Ama onlar bundan böyle KUDÜS/FİLİSTİN DEVLETİNİN KURULMASI KONUSUNDA VERİLEN MÜCADELE ERLERİNİN HABERLERİ İLE YATIP KALKACAKLAR. VE KÜDÜS/FİLİSTİN DEVLETİ KURULDUĞUNDA; PEKALA BU ÜLKENİN FAHRİ VATANDAŞLARI OLDUKLARINI MEMNUNİYETLE KABUL EDECEKLER.
GAZZEDEN, BATI ŞERİADAN, NABLUSTAN GELECEK OLAN HER ŞEHİT HABERİ İLE BİR KEZ DAHA SARSILACAKLAR. ŞEHİT BABALARINI ANACAKLAR.

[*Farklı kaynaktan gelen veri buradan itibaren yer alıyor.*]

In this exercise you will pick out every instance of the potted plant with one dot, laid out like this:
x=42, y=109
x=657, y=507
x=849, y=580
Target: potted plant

ONLAR KUDÜS/FİLİSTİN İSLAM DEVLETİNİN TÜRKİYE VE DİYARBAKIR TEMSİLCİLERİ OLDULAR.HAMAS YÖNETİMİ ŞEHİDİMİZ ALİ HAYDAR BENGİNİN EŞİ VE ÇOCUKLARI İÇİN,FİLİSTİN VATANDAŞI OLDUKLARINA DAİR KİMLİKLERİNİ DERHAL ÇIKARIP GÖNDERMESİ GEREKİR)O AÇIDAN BU TEMSİLCİLERİMİZİ VE BABALARI AZİZ ŞEHİDİMİZİ ÖYLE ALEL USUL ORTADA BIRAKMAKMAMALIYIZ.
Ç A Ğ R I M D I R.
1-Şehidimize bir anıt mezar yaptıralım. 2-Şehidimiz Ali Haydar Benginin ailesinin ekonomik problemlerinin halli için onlara derhal bir ev ve ayrıca gelir getirecek bir mülk alalım. 3-Şehitlerimizin çocuklarına en iyi eğitimin verilmesini sağlayalım. Özel Okul temsilcileri her bir çocuğumuzu alsın, eğitim hayatlarının sonuna kadar bedava yardım etsin. 4-Diyarbakır Valiliğinden gerekli izin alınarak,hatta onların koordinatörlüğünde bir yardım kampanyası başlatalım. 5-Bu işler için başta Sayın Bakanımız M.Mehdi Eker, hali vakti yerinde Milletvekilimiz İhsan Arslan beyler öncülük etsinler. Ama Diyarbakır SÖZ AİLESİ(Mehmet Ali Altındağ, Ömer Büyüktimur beyler) de hem maddi olarak ve hemde manevi açıdan sahibi oldukları basın kuruluşlarını bu konuda istihdam etmek üzere desteklerini lütfen esirgemesinler ki, Şehit Ali Haydar Bengi bize küsmesin.